On-Site Ombudsmen Lead to More Skilled Nursing Deficiencies on Surveys

When an ombudsman remains on site during post-acute and long-term care facility surveys, the building’s quality scores may be negatively affected, according to a study in published this week in JAMDA, journal of AMDA — The Society for Post-Acute and Long-Term Care Medicine.

Researchers determined that ombudsmen may direct assessors to more attention to on-site problems, muddying the waters of quality ratings.

The role of an ombudsman is to be an impartial mediator and resident advocate to help assure the quality of a resident’s stay. Authors Diane Berish, Josh Bornstein, and John Bowblis looked closely at the ombudsman’s presence at the time of surveys and found that quality of life and administrative ratings were lower while deficiencies increased as compared to when an ombudsman was not on site.


Ombudsmen were present for almost 30% of visits, although that figure varied considerably from state to state: Massachusetts had the highest proportion, with one on site for 82% of facilities, while New Hampshire and Kansas brought up the rear with 0.8% and 1.5%. In addition, the officials were most often found on lower-rated sites during the time of surveys, the authors found.

The researchers’ analysis indicated that when present, a “0.2 increase in the number of deficiencies and 2.2-point increase in deficiencies occurred in the survey, which corresponds to a 3.9% and 5.9% increase” in problems associated with quality of life and administrative issues, according to the study.

More specifically, on a national level, an on-site ombudsman increased the number of deficiencies by 6.5% and increased deficiency scores by 11.3%.


Although the study contends that ombudsmen may alert surveyors to more problems, it’s possible that their presence may prompt the implementation of improvements based on poor findings — at least in the future.

“It may be the case that the presence of ombudsmen leads to long-run quality improvements. Ombudsmen present during surveys may have a better understanding of the facility-specific survey process, which they can use throughout the year to help their facilities address quality concerns,” said the authors.
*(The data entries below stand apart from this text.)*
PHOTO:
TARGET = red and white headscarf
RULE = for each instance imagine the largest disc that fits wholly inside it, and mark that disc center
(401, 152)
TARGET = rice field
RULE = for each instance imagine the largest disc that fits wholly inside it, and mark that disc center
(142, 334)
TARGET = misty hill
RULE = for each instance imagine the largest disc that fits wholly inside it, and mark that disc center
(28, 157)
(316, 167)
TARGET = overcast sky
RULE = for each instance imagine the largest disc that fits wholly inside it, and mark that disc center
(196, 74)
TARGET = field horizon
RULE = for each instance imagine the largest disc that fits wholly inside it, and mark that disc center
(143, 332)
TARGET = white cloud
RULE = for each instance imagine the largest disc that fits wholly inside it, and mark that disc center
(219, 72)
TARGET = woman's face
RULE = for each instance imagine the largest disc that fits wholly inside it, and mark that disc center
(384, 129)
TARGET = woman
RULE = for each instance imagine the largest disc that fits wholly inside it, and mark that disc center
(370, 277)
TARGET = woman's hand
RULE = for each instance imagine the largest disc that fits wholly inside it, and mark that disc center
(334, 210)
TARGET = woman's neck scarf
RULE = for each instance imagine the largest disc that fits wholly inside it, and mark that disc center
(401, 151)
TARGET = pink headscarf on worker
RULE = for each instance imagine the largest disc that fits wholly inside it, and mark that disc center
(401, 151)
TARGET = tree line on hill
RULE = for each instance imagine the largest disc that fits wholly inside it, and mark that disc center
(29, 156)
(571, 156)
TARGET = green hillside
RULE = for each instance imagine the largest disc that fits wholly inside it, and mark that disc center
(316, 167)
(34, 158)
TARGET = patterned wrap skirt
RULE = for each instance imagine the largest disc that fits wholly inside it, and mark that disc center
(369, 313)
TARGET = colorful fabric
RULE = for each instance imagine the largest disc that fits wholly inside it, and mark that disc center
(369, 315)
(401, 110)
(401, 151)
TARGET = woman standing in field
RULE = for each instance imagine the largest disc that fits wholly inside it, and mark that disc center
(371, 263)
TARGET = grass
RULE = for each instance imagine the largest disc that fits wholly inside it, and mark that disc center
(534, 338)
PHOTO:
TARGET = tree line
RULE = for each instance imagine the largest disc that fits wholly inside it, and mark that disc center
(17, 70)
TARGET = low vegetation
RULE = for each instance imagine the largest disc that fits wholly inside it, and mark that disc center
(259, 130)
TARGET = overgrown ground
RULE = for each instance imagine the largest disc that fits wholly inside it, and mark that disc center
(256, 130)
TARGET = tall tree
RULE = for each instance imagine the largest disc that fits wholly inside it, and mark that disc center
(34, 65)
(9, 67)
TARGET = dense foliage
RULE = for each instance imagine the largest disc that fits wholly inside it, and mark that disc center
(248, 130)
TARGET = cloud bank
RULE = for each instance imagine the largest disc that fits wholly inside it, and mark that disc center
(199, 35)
Surveys play a role in the Centers for Medicare & Medicaid Services’ (CMS) all-important five-star rating system for nursing homes, which can have a direct impact on referrals and funding availability.

“If consumers use this information to select a NH, NHs that receive more deficiency citations can see reductions in demand,” the researchers observed. “Deficiencies also can lead to monetary fines and, in some states, Medicaid reimbursement rates are tied to quality of care, with more deficiencies resulting in lower reimbursement rates. Therefore, receiving multiple deficiencies can harm the bottom line for the NH and its ability to invest in quality improvement efforts.”

This past summer, CMS administrator Seema Verma touted her efforts to boost consistency among State Survey Agencies (SSAs), pointing out vast discrepancies between their methodologies and survey quality.

“As the survey results come in, we’re analyzing the data, including focusing on outliers, such as states reporting a significantly lower than average number of citations per survey,” Verma wrote in an August blog post. “We review SSAs that are outliers and when warranted, require corrective action plans to ensure they are following CMS policies and procedures as expected.”

The five-star ratings have also been in the news after the agency moved from self-reported to payroll-based staff data outcomes last year — a shift that hit the headlines when the New York Times exposed certain operators that had been reporting higher-than-actual nursing and caregiver coverage under the old system.

In turn, CMS slapped about 1,400 nursing homes with one-star ratings over their staffing figures, and introduced more stringent staffing requirements while separating ratings between long-term and short-term stays.

With more rigorous rating standards and the onset of the Patient Driven Payment Model (PDPM) on October 1 — changing clinical coding and reimbursement rules — establishing higher quality ratings has become essential for remaining financially healthy in the marketplace.

The researchers behind the study had affiliations with Penn State University’s College of Nursing and Miami (Ohio) University’s Department of Economics and Scripps Gerontology Center.